In June 2026, the Central Drugs Standard Control Organisation (CDSCO) has issued revised guidance on active pharmaceutical ingredient (API) purity and impurity profiling standards, applicable to both domestic manufacturers and importers. The guidance, effective immediately, tightens acceptance criteria for elemental impurities and process-related residues in APIs used in oral, injectable and topical formulations. Indian manufacturers and API importers must now align their analytical methods and batch-release protocols to these revised thresholds within 90 days of first application.
Market signals
CDSCO has harmonised its permitted limits for residual heavy metals (lead, cadmium, arsenic, mercury) with the International Council for Harmonisation (ICH) guideline Q3C(R2). This affects all APIs manufactured from June 2026 onwards and requires re-validation of existing supplier qualification dossiers.
Inductively coupled plasma mass spectrometry (ICP-MS) is now the mandated analytical method for quantifying residual solvents in APIs classified as Class 1 (solvents to avoid) and 2A (solvents with low toxic potential). Gas chromatography alone is no longer acceptable for these categories.
The 90-day transition period applies to new batch manufacture; existing stock may be cleared under the prior standard until expiry. However, importers face immediate scrutiny: CDSCO port laboratories will begin testing incoming API shipments against the new criteria from mid-June.

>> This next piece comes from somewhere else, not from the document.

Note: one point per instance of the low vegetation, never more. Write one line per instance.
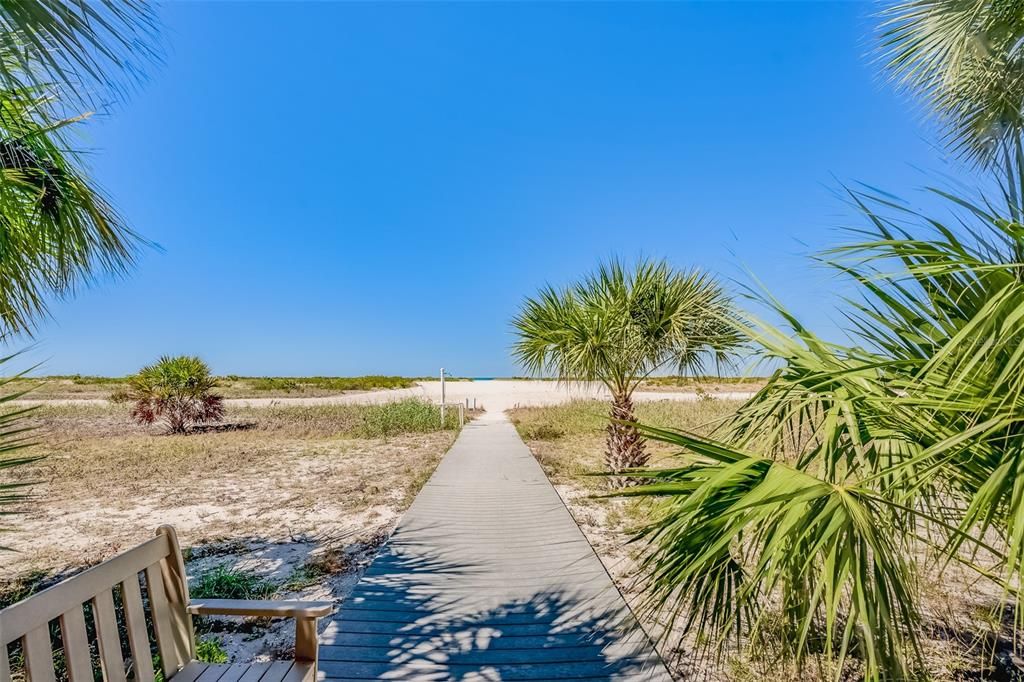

Under the Drugs and Cosmetics Rules, 1945, the CDSCO holds authority to prescribe acceptable standards for APIs; this June 2026 guidance is binding on all manufacturing licences issued under Rule 40 (manufacture) and Rule 41 (wholesale import). Non-compliance may result in product seizure, licence suspension, or import refusal. Manufacturers must immediately audit their analytical method validation reports (specifically ICH Q2(R1) and Q6A protocols) and verify supplier CoAs (Certificates of Analysis) against the new limits. Vinayakam Consultants assists pharma and chemical manufacturers with CDSCO submissions, including method validation strategy, supplier audit checklists, and batch-record documentation to meet these revised standards within the transition period.
Your action checklist
- Obtain the full CDSCO June 2026 API guidance document from the regulator's website; cross-reference elemental impurity thresholds and solvent limits against your current supplier CoAs and internal specifications.

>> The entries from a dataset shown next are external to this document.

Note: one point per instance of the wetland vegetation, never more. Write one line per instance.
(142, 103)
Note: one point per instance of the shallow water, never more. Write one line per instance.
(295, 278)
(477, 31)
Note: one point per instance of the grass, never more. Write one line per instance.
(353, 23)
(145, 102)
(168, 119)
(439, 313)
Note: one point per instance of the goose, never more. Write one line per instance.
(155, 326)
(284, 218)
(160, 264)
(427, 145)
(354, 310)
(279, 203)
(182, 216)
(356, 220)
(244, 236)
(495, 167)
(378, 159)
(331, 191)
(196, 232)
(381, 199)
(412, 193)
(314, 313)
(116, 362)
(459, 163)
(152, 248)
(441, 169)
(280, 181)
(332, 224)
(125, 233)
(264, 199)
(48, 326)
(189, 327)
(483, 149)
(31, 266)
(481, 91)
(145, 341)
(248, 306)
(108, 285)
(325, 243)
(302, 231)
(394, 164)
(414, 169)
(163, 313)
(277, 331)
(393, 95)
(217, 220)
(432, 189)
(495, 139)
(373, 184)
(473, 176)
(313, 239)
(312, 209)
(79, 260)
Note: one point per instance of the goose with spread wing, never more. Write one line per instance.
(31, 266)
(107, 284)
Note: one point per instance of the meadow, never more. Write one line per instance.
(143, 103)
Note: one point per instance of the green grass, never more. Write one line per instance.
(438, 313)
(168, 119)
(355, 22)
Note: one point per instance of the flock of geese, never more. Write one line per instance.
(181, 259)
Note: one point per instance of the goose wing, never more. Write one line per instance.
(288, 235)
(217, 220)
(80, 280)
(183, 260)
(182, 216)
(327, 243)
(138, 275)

- Instruct your analytical laboratory to validate or upgrade ICP-MS methods for Class 1 and 2A residual solvents by end of July 2026; retain full method validation reports (precision, accuracy, linearity, range) for CDSCO audit.
- Issue revised API specification sheets to all suppliers with effective date of 1 August 2026; request updated CoAs confirming compliance with new purity criteria, and conduct at least one verification batch from each supplier.

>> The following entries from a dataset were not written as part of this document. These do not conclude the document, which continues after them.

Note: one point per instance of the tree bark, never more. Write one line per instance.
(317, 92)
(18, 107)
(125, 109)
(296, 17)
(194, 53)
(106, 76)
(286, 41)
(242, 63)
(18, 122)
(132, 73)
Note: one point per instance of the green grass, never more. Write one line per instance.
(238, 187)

- Document and archive all batches manufactured under the prior standard through June 30, 2026; prepare a transition log for CDSCO, and flag any in-stock APIs that will expire after the new standard takes effect.
Frequently asked questions
CDSCO has revised guidance on active pharmaceutical ingredient purity and impurity profiling, tightening acceptance criteria for elemental impurities and process-related residues in APIs. Manufacturers and importers must align analytical methods within 90 days.
Inductively coupled plasma mass spectrometry (ICP-MS) is now the mandated method for quantifying residual solvents in Class 1 and 2A APIs. Gas chromatography alone is no longer acceptable.
Manufacturers have a 90-day transition period from first application to align batch-release protocols. Existing stock may be cleared under prior standards until expiry, but importers face immediate port laboratory scrutiny.